En el debate sobre la meritocracia han participado estas semanas algunas de las mejores —y de las peores— cabezas de mi generación. Antes de leer sus piezas pensaba en si venían de familias pudientes o no, intentando anticipar sus argumentos. Pero dejé de hacerlo al darme cuenta de que si hay algo más peligroso que un rico que cree que la meritocracia existe y funciona, es un pobre que ha conseguido montarse en el ascensor social y, pensándose representativo, niega su avería.
Porque a Ana Patri lamentándose de que la llamaban “la niña” cuando empezó desde abajo en el Santander nadie la toma en serio, gracias a Dios. Pero al chaval de clase obrera que consiguió mejorar su posición social se le suele poner como ejemplo en lugar de señalarlo como excepción.
El día que mi amiga Tamara se doctoró iba contándoselo a todo el mundo, porque su triunfo era también el mío y el de Cynthia, otra de nuestras amigas, y el de tantas como nosotras. Era el triunfo de los nuestros, acostumbrados a perder. También lloré, y lo hice porque sé de su trabajo y de su esfuerzo, que ha sido mucho mayor que el de la mayoría de doctorados, que casi nunca son los primeros de su familia en llegar a la universidad y han crecido en casas con las estanterías llenas de libros, ninguno de ellos de Círculo de Lectores. Pero también porque, en la introducción de su tesis, reconoció que no había llegado ahí gracias únicamente a ese esfuerzo. Que Pilar y Ángeles, nuestras profesoras de Lengua y Latín, también hicieron lo suyo. Que había estudiado gracias a las becas y que, a pesar de ellas, muchas Tamaras no llegan nunca; algunas se pasan años pulsando el botón sin que las puertas del maldito ascensor se abran.

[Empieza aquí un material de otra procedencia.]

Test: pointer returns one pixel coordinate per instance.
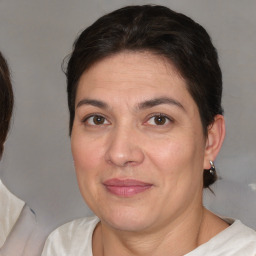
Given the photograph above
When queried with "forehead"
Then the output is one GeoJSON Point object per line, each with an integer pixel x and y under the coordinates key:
{"type": "Point", "coordinates": [133, 74]}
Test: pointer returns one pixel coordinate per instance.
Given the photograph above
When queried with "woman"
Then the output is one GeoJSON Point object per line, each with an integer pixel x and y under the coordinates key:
{"type": "Point", "coordinates": [146, 124]}
{"type": "Point", "coordinates": [17, 220]}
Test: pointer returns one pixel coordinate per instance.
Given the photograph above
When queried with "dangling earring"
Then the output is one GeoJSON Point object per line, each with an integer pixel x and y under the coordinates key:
{"type": "Point", "coordinates": [212, 170]}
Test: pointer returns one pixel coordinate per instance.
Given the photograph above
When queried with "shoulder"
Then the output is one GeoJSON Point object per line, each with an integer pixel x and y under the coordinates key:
{"type": "Point", "coordinates": [236, 240]}
{"type": "Point", "coordinates": [11, 207]}
{"type": "Point", "coordinates": [73, 238]}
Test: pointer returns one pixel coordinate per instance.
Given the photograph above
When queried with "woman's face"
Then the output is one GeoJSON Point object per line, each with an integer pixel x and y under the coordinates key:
{"type": "Point", "coordinates": [137, 142]}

Si lo suyo fuera una norma y no una excepción, no nos habríamos emocionado tanto el día que se doctoró. Si Tamara fuera un ejemplo y no una anomalía, en los comités de empresa, en la academia, en las sedes de los partidos y entre las firmas de este periódico habría más como ella: con padres barrenderos y madres limpiadoras. Y sin apellidos como Vestrynge o León.